Rutschvergnügen wird es 2020 im Mineralfreibad nicht geben. Das Bad wird stattdessen nun winterfest gemacht. Foto: Archiv (Werner Kuhnle)

Der Zweckverband hat am Dienstagabend entschieden, dass es keine Badesaison 2020 geben wird. Die Partnerkommunen waren sich in dieser Entscheidung jedoch nicht einig. Eventuell könnte das Freibad aber noch eine Zukunft als Parkanlage haben.

Oberstenfeld/Beilstein - Wenn es ein Schlagwort gibt, das während den Diskussionen zur Öffnung des Mineralfreibads am häufigsten gefallen ist, dann war das „Mut“. Uneinig waren sich die Räte von Beilstein und Oberstenfeld aber darin, was nun genau die mutige Entscheidung ist. Und diese Uneinigkeit blieb bis zuletzt, als in der Zweckverbandssitzung schließlich keine einzige Stimme mehr gültig war: Der Antrag zur Öffnung des Bades war mit diesem Abstimmungsergebnis abgelehnt. Eine Diskussion über mögliche Varianten der Öffnung mit Corona-Vorschriften und drei Preismodellen (wir berichteten) war dadurch nicht mehr notwendig.

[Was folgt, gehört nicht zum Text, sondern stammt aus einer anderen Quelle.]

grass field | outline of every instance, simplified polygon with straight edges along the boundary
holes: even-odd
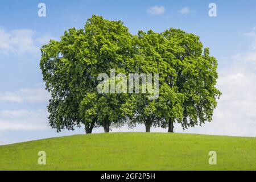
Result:
[[[46,165],[38,152],[46,152]],[[210,151],[217,164],[208,163]],[[256,138],[170,133],[78,135],[0,146],[0,170],[256,170]]]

Seinen Anfang hatte die emotionale Diskussion bereits um 18 Uhr, als in den Gemeinderäten der Nachbarkommunen parallel diskutiert wurde. „Die Debatte war sachlich und gut“, so der Beilsteiner Bürgermeister Patrick Holl. Dabei war die Stimmung schnell in Richtung Öffnung geschlagen. „Ein Argument war, dass die Schließung auch hohe Kosten verursacht, ohne dass jemand profitiert“, so Holl. Der Abmangel liegt hier bei gut 700 000 Euro. Auch die Tatsache, dass es bereits viele Einschränkungen gibt und der Wunsch nach etwas Abwechslung groß ist, fiel ins Gewicht: „Und ein Wetterrisiko haben wir ja auch jedes Jahr.“ Die Bürgerliste hatte bereits im Vorfeld per Pressemitteilung erklärt, mit Blick auf die Finanzlage nicht für die Öffnung des Bades zu votieren: „Dazu kommt die Verunsicherung, die treue Badbesucher davon abhalten wird, ins Bad zu gehen. Nicht viele werden für einen kurzen Aufenthalt den Aufwand der Onlinebuchung und höhere Kosten tragen.“ Das überzeugte die Miträte jedoch nicht, die sich schließlich mit 15 zu 4 Stimmen für die Öffnung aussprachen.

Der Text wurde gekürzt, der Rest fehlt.